Raker
by Don Scott (Lee Hays)
1982 Pinnacle
Between the slogan and the fact that the cover is designed like a Nazi propaganda poster, you'd be forgiven for thinking this was a satire, or that the Aryan superman is the villain and the fox in a natural is our hero. Unfortunately, it's just bigoted.
Not just bigoted as a side product the way Rosenberger or Johnstone can be, it goes out of it's way to be bigoted, whether it be Black, Jewish, Asian, or gay. This is also a particular brand of cowardly, chickenpoop racism. He's got a Black buddy to show he isn't racist - not one of those street people, mind you, one who sounds educated. I'm assuming since the narrator didn't describe Raker as sounding educated he was a kindergarten drop out.
It was done so deliberately to establish the character it felt either the author wanted you to know up front what a piece of work he was, or he figured this Men's Adventure genre is read by a bunch of Archie Bunker types so he better write to market.

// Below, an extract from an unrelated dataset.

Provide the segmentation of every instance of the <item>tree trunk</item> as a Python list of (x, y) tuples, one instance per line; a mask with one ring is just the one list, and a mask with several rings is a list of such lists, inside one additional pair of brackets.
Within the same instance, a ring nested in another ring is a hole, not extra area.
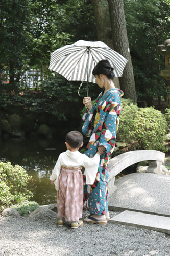
[(124, 97), (136, 103), (136, 94), (133, 66), (130, 53), (129, 41), (126, 30), (123, 0), (108, 0), (111, 26), (112, 31), (113, 48), (128, 60), (122, 77), (119, 78), (121, 89)]
[[(107, 0), (91, 0), (97, 30), (98, 39), (113, 49), (112, 31)], [(115, 87), (120, 88), (119, 79), (113, 79)]]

It's hard to fairly judge the quality of the writing or story distinct from any moral considerations so I don't want to say for certain that this is the worst Men's Adventure story, but it's in the running.
Raker is a generic freelance operative who works for a generic shadowy government agency. His mission - stop the Black Liberation Army's plot to murder White police officers. Both the plot and the means of solving it are needlessly complicated, and these unnecessary complications compose the bulk of the wordage.
The BLA and their Jewish civil rights attorney partner use various social engineering and computer hacking techniques to get the duty rosters of various police agencies to determine which cops are White and what their beats are. They call in a fake domestic violence call then ambush the cops in a shotgun attack. When they could have just made the fake call and call of the ambush if both the cops weren't White.
Raker uses similar convoluted means to catch the assassins. He guesses what city might be next, uses surreptitious methods to look at the duty rosters, listens in to the police band hoping to catch the fake call, and tries to rush out to to the scene before the police. He doesn't seek cooperation with the police because he figures they're busy.
Clumsy prose, bad story, not much action, though the descriptions of shotgun wounds are suitably lurid.
Paperback Warrior identifies the author as Lee Hays, who wrote novelizations including Columbo, Harry O, and Black Christmas.